Beitrag von einem Gast oder ehemaligen Mitglied

Probleme nach OP

Hallo Leute ich komm aus der Schweiz ich habe mir vor einem Jahr die Schilddrüse entfernen lassen wegen überfunktion. Ich hatte zwar eine überfunktion und ausser meinem angeschwollenen Hals und ab zu ein Herzrasen gings mir eigendlich ganz gut. Doch nun nach der OP muss ich sagen hab ich mehr probleme als mit Schilddrüse,seitdem hab ich einen extrem Magnesium und Calciummangel. Seit einem Jahr schluck ich neben der Tablette die ich mein leben lang nehmen muss auch noch wie ne blödi calcium brause und jetz mitlerweile Kautabletten.
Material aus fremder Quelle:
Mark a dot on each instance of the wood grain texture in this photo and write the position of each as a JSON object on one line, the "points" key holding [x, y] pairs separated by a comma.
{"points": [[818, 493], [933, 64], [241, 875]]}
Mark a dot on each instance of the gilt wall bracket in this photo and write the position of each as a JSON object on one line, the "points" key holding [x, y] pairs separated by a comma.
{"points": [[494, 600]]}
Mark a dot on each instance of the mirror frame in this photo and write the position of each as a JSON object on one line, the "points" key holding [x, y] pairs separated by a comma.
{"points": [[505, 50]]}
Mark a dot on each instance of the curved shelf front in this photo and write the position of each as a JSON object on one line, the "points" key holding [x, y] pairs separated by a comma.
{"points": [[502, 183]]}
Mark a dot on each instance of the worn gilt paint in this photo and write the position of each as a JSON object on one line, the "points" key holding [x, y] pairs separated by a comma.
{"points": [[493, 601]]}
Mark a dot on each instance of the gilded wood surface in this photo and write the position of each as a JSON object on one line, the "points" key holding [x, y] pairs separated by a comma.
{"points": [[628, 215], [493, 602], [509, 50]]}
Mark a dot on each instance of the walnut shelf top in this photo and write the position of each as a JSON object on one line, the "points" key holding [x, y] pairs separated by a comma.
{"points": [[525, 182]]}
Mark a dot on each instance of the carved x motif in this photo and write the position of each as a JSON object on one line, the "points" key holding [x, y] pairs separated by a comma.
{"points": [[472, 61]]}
Jedenfalls haben wirs Probiert obs mit der Zeit besser wirt und ich diese Medis nicht mehr nehmen muss. Doch mein Arzt hatt mir bei der lezten Sitzung nun gesagt dass ich jetzt Die Calcium Medis auch das ganze leben lang nehmen muss, weil meine Nebenschilddrüse nicht mehr mit speilt. Ich war total geschockt und bin total verzweifelt.Ich dachte nach der Op wirt alles besser doch nun ist alles schlimmer.Ich bekomm sogar bei der kleinsten blöden bewegung gleich einen Krampf. Wenn ich nicht jeden Tag diese Tabletten schlucken würde bekomme ich sofort kräpfe an den Händen ( pfötchenstellung) ..seuftz..

16.08.12 20:17
netti
netti

Beitrag von einem Gast oder ehemaligen Mitglied

Schliddrüse

Hallo ihr lieben
meine SD und auch die nebenschildrüse wurde 2005 entfernt
es dauerte monate,bis ich richtig eingestellt war ,denn immer wieder ist mein calciumspiegel runter gesackt,,2 jahre später bekam ich eine menge allergien, in den letzte 3 jahren hatte ich sehr viel stress,noch dazu 2 todesfälle durch krebs,,mein körper ist total erschöpft,mein ganzer hormonhaushalt ist durcheinander,aber keiner untersucht meine werte

30.08.12 16:00
Ingrid
Ingrid

Beitrag von einem Gast oder ehemaligen Mitglied

Schildrüse keine Untersuchung

Hallo Netti, das Problem kenne ich, bei ist zwar die OP gut verlaufen, die Schilddrüse wurde komplett entfernt, Nebenschilddrüse ist noch da.
Ich hatte am Anfang Probleme, Schlafstörung, Herzrasen, Blutdruck, Haut ect.
Um hier eine Lösung zu finden mußte ich zum Heilpraktiker der hat dann festgestellt das das L-Throxin nicht das tichtige für mich war! Der T4 Wert mußte bei mir höher dosiert werden. Ich nehme jetzt L Throx hoch dosiert.
Leider dauerte die Einstellungsphase bei mir 1,5 Jahre, jetzt fange ich an wieder abzunehmen,hatte in 3 Jahren 25 kilo zugenommen, bis endlich ein Arzt festgestellt hat das meine SD nicht richtig arbeitet.
Es geht mir jetzt von Tag zu Tag besser .
Alles Gute für Euch

05.12.12 19:11
Claudia
Claudia

Beitrag von einem Gast oder ehemaligen Mitglied

Schilddrüse wurde halb entfernt

Hallo alle zusammen.Mir wurde diesen September die halbe Schilddrüse entfernt.Es ist alles gut verlaufen.Ich war nach 5 Tagen wieder fit und konnte das Krankenhaus wieder verlassen.Mein Arzt sagte mir erst das ich keine Tabletten brauche,aber jetzt hat mein Arzt gesagt das ich doch L-Thyrox nehmen muss.